Sullivan was originally a newspaper sportswriter and theater columnist for the New York Daily News. His column concentrated on Broadway shows and gossip. He also did show business news broadcasts on radio.
In 1948 the CBS network hired Sullivan to do a weekly Sunday night TV variety show which became The Ed Sullivan Show. Sullivan himself seemed to have little acting ability and his mannerisms on camera were somewhat awkward and often caricatured by commedians (who called him "Great Stone Face" due to his deadpan delivery). Somehow Sullivan still seemed to fit the show; he appeared to the audience as an average guy who brought the great acts of show business to their home televisions.

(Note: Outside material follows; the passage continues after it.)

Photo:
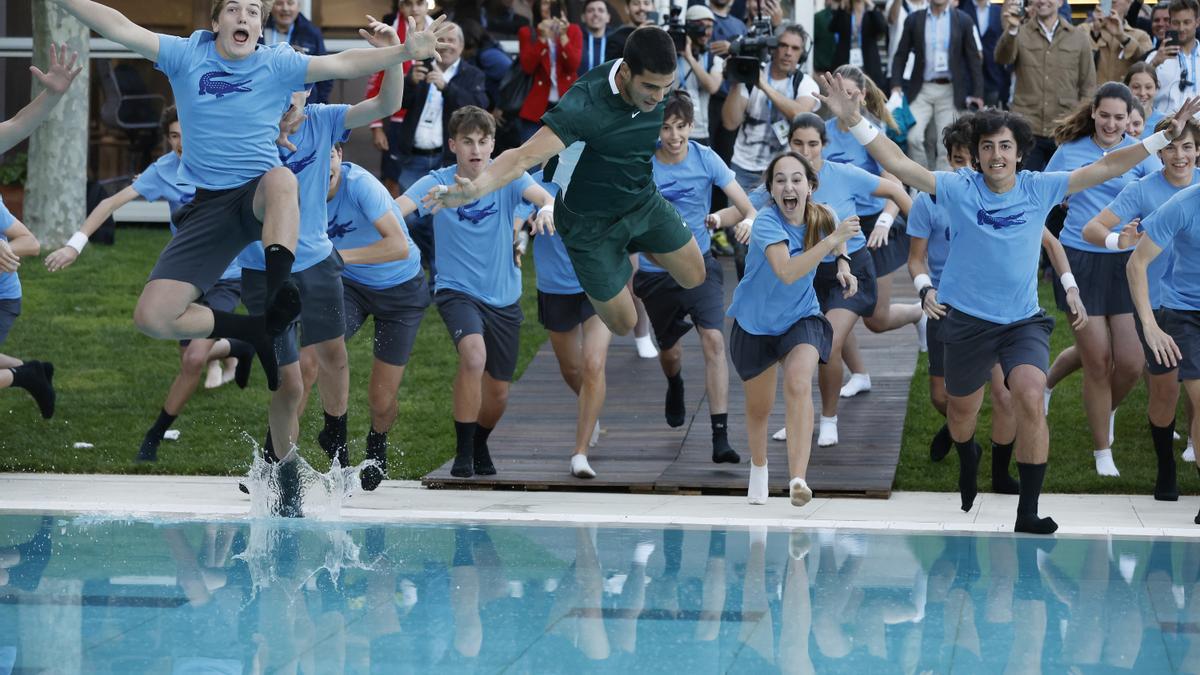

In the 1950s and 1960s Sullivan was a respected starmaker because of the number of performers that became household names after appearing on the show. He had a nack identifying and promoting top talent and paid a great deal of money to secure that talent for his show.
In August of 1956 he was nearly killed in an automobile accident that occurred near his country home in Seymour, Connecticut and had to take a medical leave from the show missing the September 8 appearance of Elvis Presley on his show (something he earlier stated never would happen but he later changed his mind). The fact he had to play catch up to featuring such a star on his show made him determined to get the next big sensation first. In 1964, he achieved that with the first live American appearance of The Beatles.
Sullivan paid for the funeral of dancer Bill 'Bojangles' Robinson out of his own pocket.
He has a star on the Hollywood Walk of Fame at 6101 Hollywood Blvd.